For the next few years, ESPN won’t have to worry too heavily about music played over speakers in stadiums and arenas. On Monday, a New York judge was informed that ESPN and Broadcast Music, Inc., had reached a settlement in principle on license fees for the performance of music by the cable network.
The deal resolves a rate-setting proceeding that ESPN initiated a year ago when it sued BMI for allegedly not being reasonable in licensing negotiations.
According to ESPN, it acquires music rights directly from songwriters, music publishers and music libraries, but just to be on the safe side, it also takes a blanket license from performance-rights outfit BMI. But ESPN asserted that those fees “should bear some proportional relationship to ESPN’s direct payments to publishers and songwriters.”

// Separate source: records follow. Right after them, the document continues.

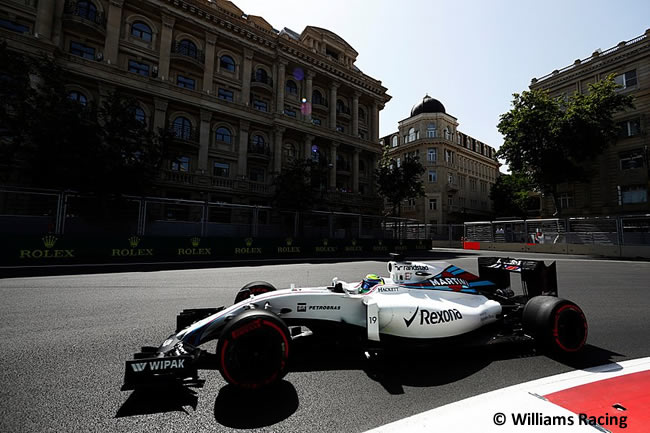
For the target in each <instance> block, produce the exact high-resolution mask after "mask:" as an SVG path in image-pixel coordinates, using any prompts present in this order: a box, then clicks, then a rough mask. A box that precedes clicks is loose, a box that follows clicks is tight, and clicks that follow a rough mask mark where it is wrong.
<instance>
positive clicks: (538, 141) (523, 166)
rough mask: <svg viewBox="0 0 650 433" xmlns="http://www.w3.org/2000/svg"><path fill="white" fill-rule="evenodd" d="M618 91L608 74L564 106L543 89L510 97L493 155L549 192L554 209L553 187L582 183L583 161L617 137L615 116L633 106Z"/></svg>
mask: <svg viewBox="0 0 650 433" xmlns="http://www.w3.org/2000/svg"><path fill="white" fill-rule="evenodd" d="M617 87H618V85H617V84H616V83H615V82H614V76H613V75H612V76H609V77H607V79H605V80H603V81H600V82H598V83H595V84H591V85H590V86H589V91H588V92H587V93H586V94H581V93H577V92H576V93H574V94H573V95H570V96H569V97H568V98H567V99H566V102H565V100H564V99H563V98H561V97H558V98H552V97H551V96H550V95H549V93H548V92H547V91H544V90H531V91H524V92H522V93H521V94H517V93H516V94H514V95H513V97H514V99H513V101H512V106H513V107H512V109H511V110H510V111H509V112H507V113H505V114H503V115H501V118H500V121H499V124H498V129H499V132H501V134H503V137H504V143H503V145H502V146H501V148H500V149H499V152H498V153H497V156H499V157H501V158H504V159H505V160H506V163H507V164H508V165H509V166H510V170H511V171H512V172H513V173H519V174H521V175H523V176H525V177H527V178H528V179H529V180H530V182H531V184H532V185H533V187H535V188H536V189H537V190H538V191H541V192H544V193H550V194H552V196H553V200H554V201H556V209H559V207H558V206H557V188H558V185H559V184H561V183H564V182H576V181H583V180H585V179H586V177H587V176H588V174H589V173H588V164H586V163H587V162H589V161H590V160H591V159H593V158H594V157H595V156H597V155H599V154H601V153H602V152H603V150H604V149H605V148H606V147H607V146H608V145H609V144H610V143H612V142H613V141H615V139H616V137H617V135H618V130H617V126H616V123H615V122H614V119H613V115H614V113H616V112H618V111H621V110H624V109H626V108H630V107H632V106H633V105H632V98H631V97H630V96H627V95H622V94H619V93H618V92H617V91H616V89H617Z"/></svg>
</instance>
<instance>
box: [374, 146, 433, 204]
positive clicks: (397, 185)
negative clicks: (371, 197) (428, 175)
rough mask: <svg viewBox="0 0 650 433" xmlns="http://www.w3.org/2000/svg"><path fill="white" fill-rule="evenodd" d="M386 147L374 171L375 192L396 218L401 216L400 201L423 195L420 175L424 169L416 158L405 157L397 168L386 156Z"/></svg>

In reaction to the lawsuit, BMI stated that ESPN “uses far more music under the BMI license than it claims,” and that ESPN was demanding to pay “only a small fraction of what it has agreed to pay in the past.”
According to our calculations from court papers, the cost of so-called ambient music on ESPN amounts to about $15 million per year.
But BMI contended that ESPN was getting value for what it forked over. In court papers, the PRO said having a blanket license is “insurance against copyright infringement, relief from the need to separately identify each and every composition inserted into its programming, greatly reduced transaction costs, streamlined collection and payment of royalties, and immediate access to the more than 10.5 million works in BMI’s repertoire.”
Additionally, BMI told the judge that ESPN had greatly increased its use of ambient music “as the result of the distribution of its programming on its website and other mobile platforms.”
The two sides will avoid a showcase of evidence to determine the value of such music. A spokesperson for ESPN confirmed a settlement in principle while declining to comment about the terms.